We have to act on this. There is no point of us being of good sentiment and being well-meaning and wishing the best for the Palestinians when the Irish State stands back and allows an ongoing occupation, and even the prospect of further annexation. We can lead on this. If I was sitting in the Taoiseach's seat I would be telling Deputies of the date on which the Palestinian state would be recognised, as per the collective view of the Oireachtas. I would not have allowed Fine Gael, the Minister for Foreign Affairs and Trade, Deputy Coveney, or anyone else, to face down the occupied territories Bill. That is what happened.

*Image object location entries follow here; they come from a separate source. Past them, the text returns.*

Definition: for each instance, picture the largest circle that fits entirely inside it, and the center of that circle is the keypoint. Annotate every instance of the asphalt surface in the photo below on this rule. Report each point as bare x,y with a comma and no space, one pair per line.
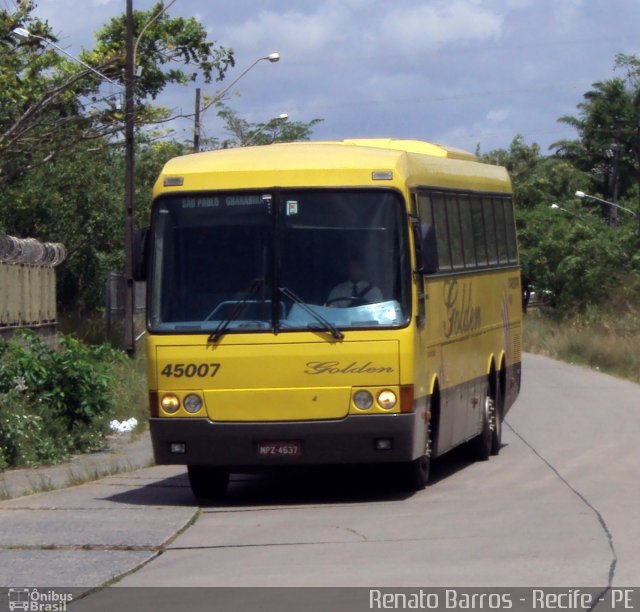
557,507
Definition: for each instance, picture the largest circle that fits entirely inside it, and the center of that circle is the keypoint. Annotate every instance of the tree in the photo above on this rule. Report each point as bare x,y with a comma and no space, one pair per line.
242,133
51,103
538,180
608,126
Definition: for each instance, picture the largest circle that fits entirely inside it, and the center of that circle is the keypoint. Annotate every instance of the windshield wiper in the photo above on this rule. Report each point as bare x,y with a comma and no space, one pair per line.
335,332
222,326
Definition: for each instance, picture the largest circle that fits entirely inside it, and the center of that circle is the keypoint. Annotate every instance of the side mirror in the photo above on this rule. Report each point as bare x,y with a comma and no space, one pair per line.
140,254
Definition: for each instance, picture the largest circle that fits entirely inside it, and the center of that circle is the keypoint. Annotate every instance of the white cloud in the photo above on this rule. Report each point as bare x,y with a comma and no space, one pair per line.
428,27
304,34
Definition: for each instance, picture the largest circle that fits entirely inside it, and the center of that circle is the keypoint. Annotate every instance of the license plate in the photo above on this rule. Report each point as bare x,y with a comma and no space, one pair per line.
279,449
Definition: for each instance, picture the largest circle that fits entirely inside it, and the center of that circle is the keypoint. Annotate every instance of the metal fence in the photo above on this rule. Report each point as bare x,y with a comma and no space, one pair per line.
28,284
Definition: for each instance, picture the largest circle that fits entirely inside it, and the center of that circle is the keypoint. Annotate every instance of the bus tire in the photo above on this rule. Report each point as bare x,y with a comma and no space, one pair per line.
496,423
480,446
414,475
208,483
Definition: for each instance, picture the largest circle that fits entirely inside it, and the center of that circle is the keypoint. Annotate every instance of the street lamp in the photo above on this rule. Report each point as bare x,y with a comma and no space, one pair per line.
555,206
129,124
581,195
272,58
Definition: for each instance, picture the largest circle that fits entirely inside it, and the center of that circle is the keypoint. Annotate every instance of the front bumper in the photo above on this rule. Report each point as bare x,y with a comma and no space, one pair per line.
234,445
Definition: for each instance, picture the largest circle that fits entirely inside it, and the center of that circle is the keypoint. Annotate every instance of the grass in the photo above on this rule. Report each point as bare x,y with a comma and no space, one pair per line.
130,392
606,339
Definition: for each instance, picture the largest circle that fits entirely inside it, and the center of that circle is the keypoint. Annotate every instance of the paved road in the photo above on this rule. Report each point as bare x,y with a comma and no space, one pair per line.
558,507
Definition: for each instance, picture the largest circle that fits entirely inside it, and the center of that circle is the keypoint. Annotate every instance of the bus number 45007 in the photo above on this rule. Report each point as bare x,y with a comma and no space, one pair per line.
190,370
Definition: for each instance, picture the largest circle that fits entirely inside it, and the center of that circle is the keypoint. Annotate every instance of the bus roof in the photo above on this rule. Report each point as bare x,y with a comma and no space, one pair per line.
359,162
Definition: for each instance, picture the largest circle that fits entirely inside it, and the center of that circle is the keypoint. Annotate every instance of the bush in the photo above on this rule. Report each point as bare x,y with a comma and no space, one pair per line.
53,402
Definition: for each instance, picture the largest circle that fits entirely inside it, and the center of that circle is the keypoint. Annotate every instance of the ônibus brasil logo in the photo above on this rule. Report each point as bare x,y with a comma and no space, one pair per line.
35,600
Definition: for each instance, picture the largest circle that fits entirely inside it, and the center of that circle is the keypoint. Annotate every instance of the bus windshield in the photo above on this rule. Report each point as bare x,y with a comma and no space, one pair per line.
279,261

One of the negotiators from the Green Party, when asked what happened to the occupied territories Bill, answered in two words: "Simon Coveney". The Taoiseach cannot stand over that and nor should he.

The answer is that it is not legally possible to do it.

The Deputy asked a question. The advices are there on the issue. There are quite substantive comprehensive advices, which I have seen. Let us be clear about the Bill. I met with its advocates. I identify with the principles behind the Bill and support them. No one, among the international people I have met, ever suggested that it would be a game changer. Let us keep it in perspective and keep some reality about this. No one said it would be a game changer.

That is dishonest.

The problem is very little internationally is impacting on Israeli Government policy, if the truth be told.

Very little is being done with our clout internationally.

Israel enjoys strong support from the United States Government on a continual basis. That is why I suggested that the Deputy should raise it more vociferously. My sense of it is that Sinn Féin goes silent when it comes to Capitol Hill. I take it that the Deputy is sincerely behind the issue but-----

The Taoiseach should do his job and not worry about Capitol Hill. He should worry about here and what is done here in the name of the Irish people.

The Taoiseach, without interruption.

I am not worried at all but the Deputy knows there is an inextricable link with US policy underpinning and supporting Israeli Government policy.

The Taoiseach cannot change American policy, he can change Irish policy.

We have put it in the programme for Government. A former Minister for Foreign Affairs from Fianna Fáil, the late Deputy Brian Lenihan senior, was the first Minister in Europe to recognise the right of Palestinians to a homeland. We are very committed to this. This is about strategy and how to do it best; that is what this is about. I would like Israeli Government policy to change and for there to be a two-state solution but we will work within a framework that can enable us to do that and we will continue to support Palestinians in their basic entitlements to housing, education and healthcare as we have done consistently over many years, and per capita above many others.

To respond to Deputy Boyd Barrett, many State-owned healthcare centres have had huge challenges with Covid-19, some worse than nursing homes in the private sector. Some of the significant clusters happened in some elderly care settings within the State system. I agree it is wrong to sell and close down those nursing homes but the State does not have the constitutional or legal framework to stop people making decisions of that kind. The Deputy knows that and yet he says we should go in and stop it. It is easier said than done.

They should not control the health service.

We must change the model of caring for our elderly. That is what the programme for Government is committed to in home and community based interventions as well as long-term nursing home care, for which there will always be a need.